Sorting and Efficiency

There are various methods of sorting lists and those different methods have to be considered when a programmer wishes to sort lists of different builds and lengths. A programmer has to consider those variations in order to implement the most efficient sorting method.

Insertion sort is a sorting algorithm that iterates through the entire length of the list, and after each iteration, takes the first element from the unsorted part of the list, say x, (at the beginning it will be the element at index 0) and puts it in its place in the sorted part of the list (e.g. when the element after x is bigger than x and the element before x is smaller than x in the sorted part (or x is at index 0 or -1)). Henceforth, after each iteration, the sorted part of the list becomes bigger by one element, and the unsorted part becomes smaller by one element; until the unsorted part does not exist anymore and the entire list is sorted. its worst case performance would occur when the list is ordered decreasingly, as at every iteration the first element in the unsorted part would be inserted as the first element of the sorted part (iterating over the entire length of the sorted part of the list).

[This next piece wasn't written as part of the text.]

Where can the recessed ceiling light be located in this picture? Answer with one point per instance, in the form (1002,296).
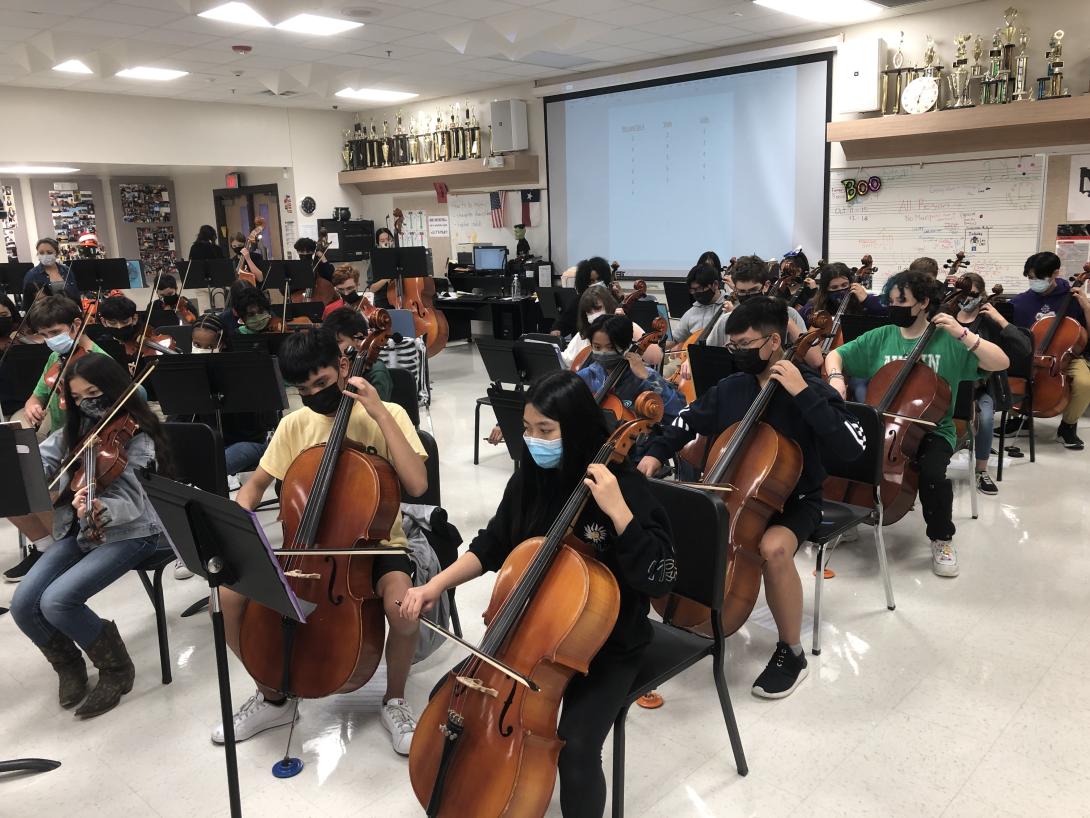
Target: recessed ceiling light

This would be done n times (n = length of list) and so therefore Insertion sort has a O(n^2) as there would be n iterations (to traverse the list and insert) n times. Insertion Sort's Best Case Performance would occur when the list is already ordered increasingly, as there would not be any displacement of elements (the sorted part would solely increase at every iteration) therefore BCP is O(n). This sorting algorithm is more efficient then others for a big list however, as there are not as many inversions as say, selection or bubble sort.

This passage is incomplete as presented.